Physical appearance and the weight of beauty standards were other common themes throughout Verdell’s readings. One poem focused on hair and the way that society’s opinion of beauty is so often centered around white people. “DSL’s,” my favorite of her pieces, discussed the sexualization of women of color and culminated in Verdell furiously spitting out one tongue-twisting acronym after another.

Verdell was followed by Aja Monet, a Caribbean-American poet and activist who was recently nominated for the NAACP’s Image Award for Outstanding Literary Work-Poetry. In her poems Monet frequently used long, drawn-out phrases that spilled out over one another and always seemed to be on the verge of releasing some pent up feeling out onto the audience. 

Monet’s opening piece was “My Mother Was A Freedom Fighter,” which she read at the first Women’s March in 2018. Alongside the piece, Monet described the inspiration behind the poem. “I recognized that it wasn’t just my mother but every mother that has tried to sustain themselves in this system and raise kids. There’s no one more unprotected and unloved in America than the black mother,” she said. The reading was somber yet ultimately triumphant, and every line demonstrated the author’s fantastic attention to sound and language. 

Later, Monet spoke about her work providing programming for black youth and inmates in correctional facilities, and the effects of gun violence on the black community. Afterward she read “The Kids Who Live,” which combined a beautifully hopeful vision of the future with a call to action to ensure that we create that ideal future.

Finally, Dominique Christina, a writer and activist, took the stage and delivered some of the most passionate readings that I’ve ever seen. Every single one of her pieces was almost overwhelming in their intensity, and Christina’s recitation could be considered a theatrical performance. She embodied every line with such sincere and pure emotion that it was impossible to be unaffected by her words. 

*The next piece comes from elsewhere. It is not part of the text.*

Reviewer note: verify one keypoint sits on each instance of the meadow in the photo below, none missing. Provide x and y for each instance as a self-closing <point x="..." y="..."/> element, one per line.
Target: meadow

Christina’s poems told from the perspective of Anarcha, an enslaved woman who was owned by a doctor and used as a guinea pig in his medical research, were perhaps the most affecting of the entire evening. The poems trace Anarcha’s life as a slave, and the transition from her early attempts at living a hopeful life to the agony and confusion of childbirth is completely devastating. Christina’s reading perfectly hit every emotional beat, and the power in her words was truly incredible.

She followed the Anarcha poems with “Birmingham Sunday,” a poem about the bombing of a black Baptist church in 1963 in which four girls were killed. Christina’s reading was reverent yet haunting, juxtaposing the violence of the attack with the faith and community that surrounded the building that was destroyed. During the piece she sang a few lines from a hymn, and the grief in the air during those moments of song was overwhelming.

Fittingly enough the final poem of the evening was about poetry and its role as critique of society. Though it started off fairly subdued, the piece quickly exploded with rage and frustration and, most importantly, a desire for change. “If I could write this shit in fire, I would write this shit in fire,” was one of the most powerfully delivered lines of the entire evening.

Unsurprisingly, the opening event was a fantastic way to kick off the Black Heritage Celebration. Each of the three poets gave incredible and memorable readings, and their talents as both writers and performers were on full display. If the rest of the event series is able to maintain the strength of its opening act, then it would be well worth your time to check out what comes next.